For the past two weeks I’ve been undergoing physical therapy for severe pain in my back and arm. This is my first experience with PT.  The focal point of the pain seemed to be a spot just to the left of my right shoulder blade. It radiated through my armpit and down my arm to my wrist.

I thought all the lifting and carrying done as part of prepping the house for market is what caused the pain. Since my neck also bothered me part of the time, I assumed my condition was complicated by how much time I’ve been spending on the computer. An added factor is that the store where I usually get my 3.25 magnifier glasses has lately stocked only half-glasses. Those require me to tilt my neck back when I look at the screen.

My physical therapist believes that my neck is the primary source of the problem. She’s convinced that a disk is involved, but confident we can work out the kinks without my needing surgery. She is therefore spending a good part of the PT time working on my neck.

This naturally puts me in mind of that old song “Dem Bones,” (or whatever the title is.) You know, the song that goes: “The head bone’s connected to the neck bone, the neck bone’s connected to the shoulder bone,” and so on. What I keep hearing is “The neck bone’s connected to the wrist bone.”

My home PT is comprised of a number of exercises that involve repetitive stretching or scrunching.  The PT at their location employs a variety of devices.  One is an oversized tootsie roll-like thingy that I put under my back to help stretch things out as I lie on the floor. Then there are long strips of tubing that look like shredded balloons. They’re attached to the wall and you pull on them.

This week my therapist proclaimed that I’ve made excellent progress in the side-to-side mobility of my neck, but that the vertical stretching needs more work. To help with this, she puts me in a pneumatic traction device that pulls on my neck to elongate it and reduce the pressure on the problem disk.

She doesn’t realize that anything remotely resembling a posture issue is a lost cause with me. My freshman year in college, we were required to take posture pictures. Clad in our underwear, we stood on the marked spot while the phys ed instructor snapped our best attempt at good posture. The photo was developed with a white line up the middle, showing where our spine should be.

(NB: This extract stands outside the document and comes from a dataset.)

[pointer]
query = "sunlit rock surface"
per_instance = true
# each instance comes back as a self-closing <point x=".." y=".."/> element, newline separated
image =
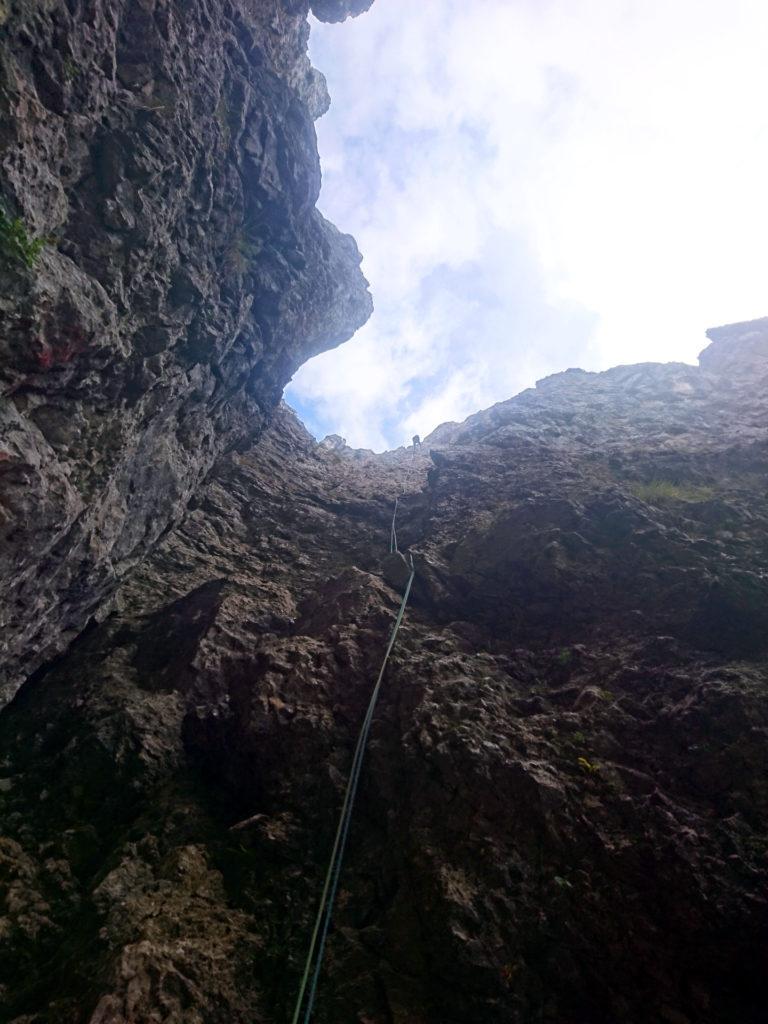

My spine meandered to and fro from that line with what can only be called willful abandon.  I was classified as having “Backward C-curve Posture,” also known as a sway back, and was assigned remedial posture sessions. Oh, the shame of it!

Back then, I had long hair that I often wore in a knot on top of my head. In an attempt to get me to stand correctly, the phys ed instructor would pull on my top knot. Up I would go, but as soon as she let go, my spine settled back into its familiar backward C. In theory, if you didn’t pass your posture picture, you couldn’t graduate.

I need to provide some context here. I was a freshman well before Title 9, and there weren’t many opportunities for women to engage in sports in college. This was just as well, because most of my peers saw phys ed as punishment. It was required only during one’s first year and the bloomers we had to wear were… well, bloomers.

Unlike most of my classmates, I was happy to sign up for sports like sailing (a club activity.) I tried to get fencing going, at which I had excelled in high school, but that was fruitless. I participated in an archery contest one weekend as a favor. There was one student who had the skill to win an individual prize, but they were short a warm body to field a team. Since I’d done archery in high school, I gave up my Saturday to enable the team to compete.

All of this served me well when the results of my final posture picture came in.  Even though my spine continued to play hard to get with the white line, I was stamped “passed.” They told me they knew I wasn’t doing this on purpose, that they knew I didn’t “have attitude” about phys ed like certain of my classmates.

I wonder what they would think if they could see me in my traction collar, or rolling around on the log. They’d probably think they should have pulled harder and longer on my top knot.